Breschnew-Initiative:
Ein wehrkraftzersetzender Vorschlag
Anläßlich des 30. Jahrestages der Gründung der DDR gab es auch in der Bundesrepublik – wenigstens im Fernsehen – eine Reihe von Feierstunden. Immer wieder wurden zackige Soldaten im preußischen Stechschritt ins Bild gerückt, um mit der Aufgeklärtheit des alten Fritz zu dokumentieren, daß der Unrechtsstaat im Osten eigentlich kein Recht zum Feiern habe. Da platzte mitten in die Demonstration von roten Zähnen und Klauen Loni Breschnew, notdürftig mit einem Schafspelz sein Bärenfell bedeckend, und erklärte, die SU – ganz Welt-Friedens-Macht – wolle Truppen und Panzer aus der DDR abziehen und appellierte an den Westen, auf die geplante Aufrüstung der NATO zu verzichten. Der erste Teil des Vorschlags wurde allgemein begrüßt. Der schnellen CSU– Führer-Truppe aber – lauter Burschen mit Maximilianeumsstipendium, einer Belohnung für Abiturienten, die die Weisheit, daß man Russen und Kommunisten nicht trauen dürfe, nicht nur auf lateinisch und griechisch hersagen, sondern selbige auch singen und zeichnen können und deshalb schon als Studenten im Landtag wohnen dürfen –, diese Burschen also – wen wunderts! – waren bei der Enttarnung vorne dran und wiesen das Angebot als unverschämte „Drohung“, „Verhöhnung des westlichen Sicherheitsstrebens“ und Spaltungsmanöver gegen die NATO zurück. Sie pochten darauf, die NATO mit offensiven Mittelstreckenraketen auszurüsten und sich diese Sicherheit, dem Osten bei künftigen „Gesprächen“ auf die Sprünge helfen zu können, nicht durch Verhandlungen verwässern zu lassen. Allerdings kann man den Sozialliberalen nicht vorwerfen, daß sie dieses nationale Interesse nicht im Auge hätten.

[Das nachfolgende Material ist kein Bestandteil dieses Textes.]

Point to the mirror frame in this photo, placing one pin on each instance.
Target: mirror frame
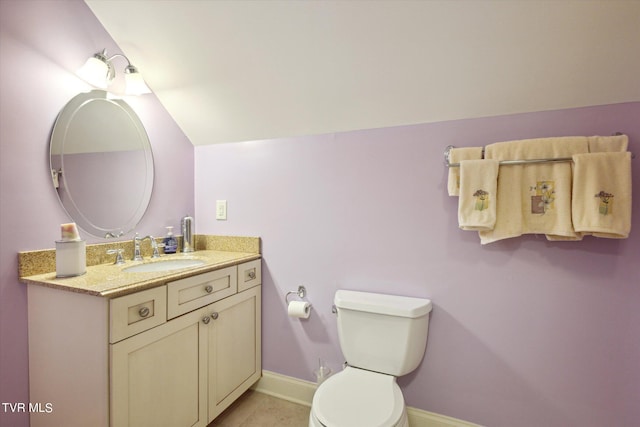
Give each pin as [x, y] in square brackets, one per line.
[68, 121]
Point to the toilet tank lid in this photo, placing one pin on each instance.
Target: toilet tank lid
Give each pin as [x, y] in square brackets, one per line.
[392, 305]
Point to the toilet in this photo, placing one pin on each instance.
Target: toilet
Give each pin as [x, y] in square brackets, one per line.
[382, 337]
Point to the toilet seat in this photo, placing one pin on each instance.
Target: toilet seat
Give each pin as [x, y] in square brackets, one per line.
[356, 397]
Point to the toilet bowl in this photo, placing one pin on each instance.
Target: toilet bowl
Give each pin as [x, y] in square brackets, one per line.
[358, 398]
[382, 337]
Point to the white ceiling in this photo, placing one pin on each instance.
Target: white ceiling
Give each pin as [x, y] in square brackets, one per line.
[246, 70]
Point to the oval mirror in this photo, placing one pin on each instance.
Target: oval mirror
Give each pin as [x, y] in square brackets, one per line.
[101, 164]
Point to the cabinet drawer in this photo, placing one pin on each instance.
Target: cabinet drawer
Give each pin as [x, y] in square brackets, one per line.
[249, 275]
[132, 314]
[194, 292]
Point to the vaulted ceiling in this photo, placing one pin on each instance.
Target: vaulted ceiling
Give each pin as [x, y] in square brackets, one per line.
[247, 70]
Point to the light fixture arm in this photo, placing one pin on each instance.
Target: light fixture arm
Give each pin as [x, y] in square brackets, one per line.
[132, 75]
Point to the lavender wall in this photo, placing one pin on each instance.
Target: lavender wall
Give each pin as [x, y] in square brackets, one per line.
[524, 332]
[42, 44]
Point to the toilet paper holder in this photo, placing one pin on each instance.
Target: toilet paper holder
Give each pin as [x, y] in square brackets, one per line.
[301, 292]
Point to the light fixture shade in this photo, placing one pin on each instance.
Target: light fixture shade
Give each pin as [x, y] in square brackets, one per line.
[95, 72]
[135, 84]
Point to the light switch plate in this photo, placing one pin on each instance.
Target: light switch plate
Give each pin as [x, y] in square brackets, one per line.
[221, 209]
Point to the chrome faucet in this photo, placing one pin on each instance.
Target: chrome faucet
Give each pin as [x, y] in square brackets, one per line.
[137, 240]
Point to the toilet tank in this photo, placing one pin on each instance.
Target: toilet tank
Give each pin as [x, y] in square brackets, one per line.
[382, 333]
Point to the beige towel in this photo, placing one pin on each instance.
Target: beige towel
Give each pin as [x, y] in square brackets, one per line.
[477, 202]
[456, 155]
[600, 144]
[602, 194]
[534, 198]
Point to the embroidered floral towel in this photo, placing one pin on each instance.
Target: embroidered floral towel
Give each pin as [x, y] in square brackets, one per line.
[534, 198]
[477, 201]
[601, 202]
[456, 155]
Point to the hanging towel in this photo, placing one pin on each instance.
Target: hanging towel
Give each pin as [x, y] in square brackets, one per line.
[456, 155]
[602, 194]
[534, 198]
[477, 202]
[601, 144]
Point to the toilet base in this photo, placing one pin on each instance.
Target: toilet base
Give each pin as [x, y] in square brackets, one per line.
[403, 422]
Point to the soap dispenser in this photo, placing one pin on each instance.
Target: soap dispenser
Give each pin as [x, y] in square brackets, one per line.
[170, 242]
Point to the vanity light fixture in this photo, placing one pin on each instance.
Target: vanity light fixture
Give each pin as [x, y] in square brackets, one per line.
[99, 71]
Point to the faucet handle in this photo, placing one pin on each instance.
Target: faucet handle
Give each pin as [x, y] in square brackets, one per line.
[118, 252]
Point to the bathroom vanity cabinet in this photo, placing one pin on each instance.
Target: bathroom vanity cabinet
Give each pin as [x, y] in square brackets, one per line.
[173, 355]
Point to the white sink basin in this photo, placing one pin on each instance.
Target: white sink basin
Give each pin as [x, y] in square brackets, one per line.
[168, 265]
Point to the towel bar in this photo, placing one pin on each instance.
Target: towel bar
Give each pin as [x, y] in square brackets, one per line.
[448, 164]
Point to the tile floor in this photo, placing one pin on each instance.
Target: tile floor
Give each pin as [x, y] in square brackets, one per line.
[255, 409]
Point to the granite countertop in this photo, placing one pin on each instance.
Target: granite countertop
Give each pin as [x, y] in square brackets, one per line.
[109, 280]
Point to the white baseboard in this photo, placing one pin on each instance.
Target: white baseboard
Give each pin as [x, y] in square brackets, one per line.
[301, 392]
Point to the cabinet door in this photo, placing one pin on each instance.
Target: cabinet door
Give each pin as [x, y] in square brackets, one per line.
[158, 377]
[234, 344]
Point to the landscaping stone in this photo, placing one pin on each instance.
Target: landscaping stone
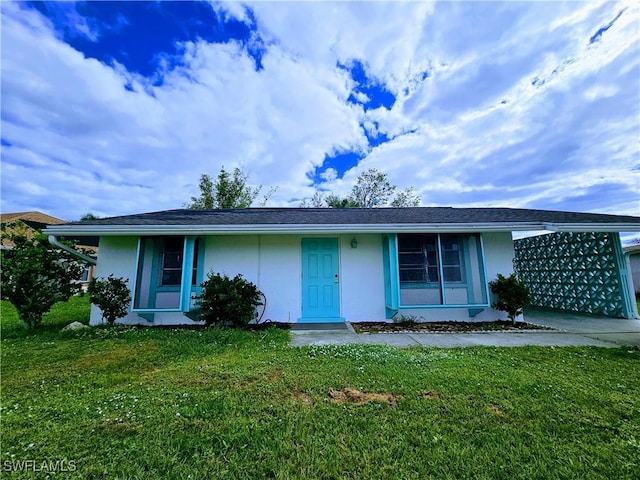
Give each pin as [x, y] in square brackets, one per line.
[75, 326]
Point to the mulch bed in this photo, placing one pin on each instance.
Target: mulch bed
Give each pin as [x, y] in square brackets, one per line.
[425, 327]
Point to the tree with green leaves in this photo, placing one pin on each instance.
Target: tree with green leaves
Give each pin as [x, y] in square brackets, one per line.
[511, 295]
[229, 190]
[35, 276]
[372, 189]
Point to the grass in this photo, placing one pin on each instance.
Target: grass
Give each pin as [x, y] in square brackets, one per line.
[142, 403]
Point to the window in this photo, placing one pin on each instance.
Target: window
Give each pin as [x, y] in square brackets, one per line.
[419, 258]
[429, 270]
[162, 265]
[171, 261]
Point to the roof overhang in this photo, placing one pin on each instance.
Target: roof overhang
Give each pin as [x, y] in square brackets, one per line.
[272, 229]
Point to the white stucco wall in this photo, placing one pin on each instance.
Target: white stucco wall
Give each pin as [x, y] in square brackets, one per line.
[273, 263]
[362, 278]
[117, 256]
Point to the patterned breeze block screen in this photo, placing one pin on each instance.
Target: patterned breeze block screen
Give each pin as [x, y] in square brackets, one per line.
[573, 271]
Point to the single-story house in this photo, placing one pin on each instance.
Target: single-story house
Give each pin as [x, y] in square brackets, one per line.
[324, 265]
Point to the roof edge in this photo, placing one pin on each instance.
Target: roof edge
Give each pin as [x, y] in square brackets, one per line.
[126, 230]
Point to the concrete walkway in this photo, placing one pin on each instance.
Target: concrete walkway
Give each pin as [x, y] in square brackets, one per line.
[570, 330]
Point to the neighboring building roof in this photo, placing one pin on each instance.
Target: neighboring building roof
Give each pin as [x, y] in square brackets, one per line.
[292, 220]
[37, 217]
[29, 223]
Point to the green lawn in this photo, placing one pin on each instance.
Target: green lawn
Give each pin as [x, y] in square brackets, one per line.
[142, 403]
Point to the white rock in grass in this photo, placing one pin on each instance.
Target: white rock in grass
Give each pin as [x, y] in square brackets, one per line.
[75, 326]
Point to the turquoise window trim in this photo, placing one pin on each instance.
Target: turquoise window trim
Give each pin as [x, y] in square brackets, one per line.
[187, 273]
[627, 305]
[185, 288]
[441, 284]
[431, 285]
[462, 305]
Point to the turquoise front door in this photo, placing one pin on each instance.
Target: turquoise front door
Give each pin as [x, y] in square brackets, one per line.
[320, 280]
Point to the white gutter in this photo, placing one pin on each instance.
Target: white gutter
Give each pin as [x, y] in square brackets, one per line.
[53, 240]
[123, 230]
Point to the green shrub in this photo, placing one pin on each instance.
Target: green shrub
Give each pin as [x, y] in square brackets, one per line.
[512, 295]
[112, 297]
[35, 276]
[227, 300]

„Genscher wie Schmidt würdigten die zum ersten Mal von der Sowjetunion öffentlich und konkret bekundete Bereitschaft, bei Verhandlungen über ein drittes Abkommen zur strategischen Rüstung (SALT III) über die sogenannten kontinentalstrategischen Waffensysteme zu sprechen, insbesondere die eigenen der Sowjetunion.“
Ganz entschieden wies Genscher den „Versuch, Druck auf die Entscheidungsfreiheit westlicher Staaten auszuüben“ zurück, mit der Begründung, es verstoße gegen das „Prinzip gleicher Rechte und Sicherheit“, wenn die Sowjetunion mit dem Schachzug einer Truppenreduzierung im Osten dem Westen zumute, mit weiteren Rüstungsanstrengungen zurückzuhalten. Denn das ist doch klar, daß der Frieden nur dann sicherer, als eh schon, wird, wenn in Europa amerikanische Pershings anstelle russischer SS 20 gefechtsbereit sind. So hatte es Breshnew allerdings nicht gemeint: schließlich will er nur ein bißchen Raketenfutter, nicht diese selbst abziehen. Für deren Durchschlagskraft will er ja gerade verhandeln. Die Verhandlungen werden also trotz und wegen dieser Geste unvermindert hart werden. Schließlich geht es ja auch um die jeweilige Verteidigung staatlicher Handlungsfreiheit diesseits und jenseits der Elbe, und weit darüberhinaus.